Tipton’s lighting of the final PdD, where the doors at the back of the stage open and the grownup Clara and the Nutcracker Prince emerge to come face to face with their child versions who then leave us through those same doors, looked almost heavenly. It was some of the most complimentary lighting for men in white tights that Haglund has ever seen, and yesterday, when applied to Herman Cornejo, made him look like the Prince of all the other Princes. Sorry all you big guys, but those dark curls and sculpted thighs are the kind of prince we all dream about.

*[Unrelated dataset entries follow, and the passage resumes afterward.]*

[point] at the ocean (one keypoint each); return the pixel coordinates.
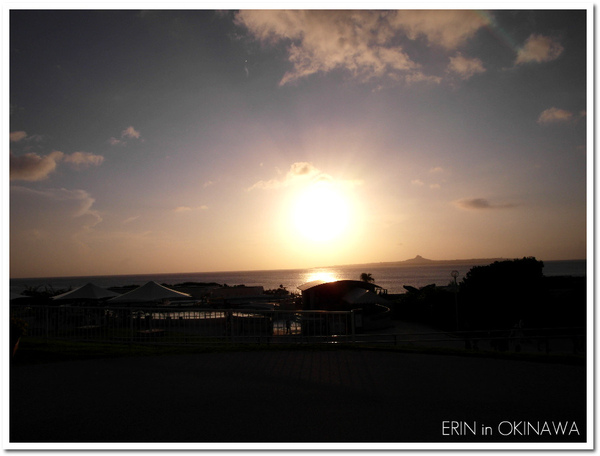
(391, 278)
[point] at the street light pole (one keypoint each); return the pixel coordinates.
(454, 274)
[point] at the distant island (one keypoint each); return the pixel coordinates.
(420, 261)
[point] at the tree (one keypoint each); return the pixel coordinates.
(367, 277)
(501, 294)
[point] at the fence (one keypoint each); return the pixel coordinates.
(183, 326)
(155, 325)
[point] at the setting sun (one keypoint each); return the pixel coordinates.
(321, 212)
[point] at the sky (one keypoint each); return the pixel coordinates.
(164, 141)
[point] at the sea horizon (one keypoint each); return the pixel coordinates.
(390, 276)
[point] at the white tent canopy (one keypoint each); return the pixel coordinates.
(87, 292)
(150, 292)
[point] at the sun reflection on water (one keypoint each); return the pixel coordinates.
(324, 275)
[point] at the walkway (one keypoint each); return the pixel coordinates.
(290, 396)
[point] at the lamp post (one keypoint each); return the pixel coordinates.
(454, 274)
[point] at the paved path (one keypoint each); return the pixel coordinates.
(290, 396)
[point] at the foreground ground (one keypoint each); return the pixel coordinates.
(296, 396)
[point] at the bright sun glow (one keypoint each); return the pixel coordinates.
(321, 212)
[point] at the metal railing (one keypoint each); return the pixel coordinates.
(181, 326)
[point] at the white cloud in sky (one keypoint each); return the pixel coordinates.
(51, 206)
(554, 115)
(300, 172)
(130, 219)
(480, 203)
(539, 48)
(82, 160)
(365, 43)
(129, 133)
(446, 28)
(33, 167)
(465, 67)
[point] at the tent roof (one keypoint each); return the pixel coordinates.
(362, 296)
(149, 292)
(88, 291)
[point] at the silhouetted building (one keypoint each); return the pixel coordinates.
(345, 295)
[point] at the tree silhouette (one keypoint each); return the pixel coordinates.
(367, 277)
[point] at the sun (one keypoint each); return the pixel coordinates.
(321, 212)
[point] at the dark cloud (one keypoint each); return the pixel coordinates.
(481, 203)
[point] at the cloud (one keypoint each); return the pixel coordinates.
(81, 160)
(130, 219)
(464, 67)
(367, 44)
(480, 203)
(128, 133)
(446, 28)
(539, 48)
(554, 115)
(59, 204)
(17, 136)
(66, 217)
(33, 167)
(300, 172)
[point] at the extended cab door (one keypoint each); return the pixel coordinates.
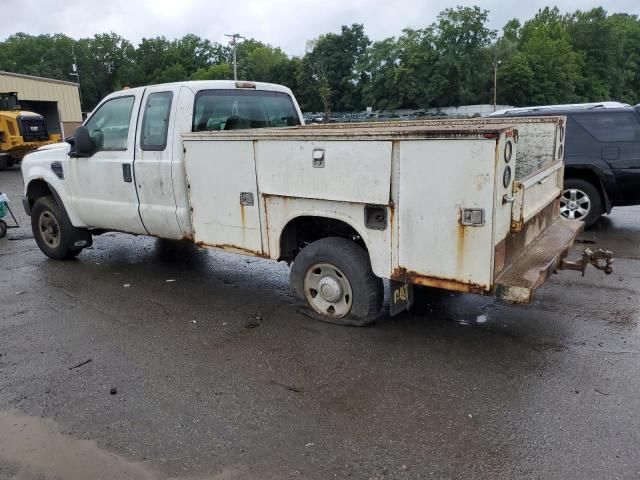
(155, 151)
(101, 186)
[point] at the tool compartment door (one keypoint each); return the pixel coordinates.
(438, 179)
(346, 170)
(221, 178)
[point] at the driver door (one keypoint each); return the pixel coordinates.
(102, 186)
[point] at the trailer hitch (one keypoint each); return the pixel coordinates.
(593, 257)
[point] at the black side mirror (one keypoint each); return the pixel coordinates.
(83, 144)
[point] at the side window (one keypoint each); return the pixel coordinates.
(611, 126)
(155, 123)
(109, 126)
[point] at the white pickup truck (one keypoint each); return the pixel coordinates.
(470, 206)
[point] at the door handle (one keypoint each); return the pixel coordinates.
(126, 172)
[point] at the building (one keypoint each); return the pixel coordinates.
(56, 100)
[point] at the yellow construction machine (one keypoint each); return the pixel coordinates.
(20, 131)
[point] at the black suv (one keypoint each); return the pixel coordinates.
(602, 157)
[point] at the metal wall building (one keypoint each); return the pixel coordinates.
(58, 101)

Some of the superb details of the PdDs probably escaped the casual Nutcracker audience members. But how interesting it was to see in the supported finger pirouettes that the ballerina changed her spot so that she looked at her Prince with each revolution instead of out at the audience. How dramatic it was to see the Prince conclude a blistering variation to one knee with his head bowed and arm stretched to the front like a toy Nutcracker might have done. How touching to see the The Nutcracker Prince pause in the same pose initially formed by The Nutcracker Boy with his arms outstretched, face and chest lifted toward the heavens – all under Tipton’s wondrous lighting.
Some of the PdD’s supported moves suffered awkwardness, including the final pose, but for the most part, it was yet another fantastic interpretation of this story.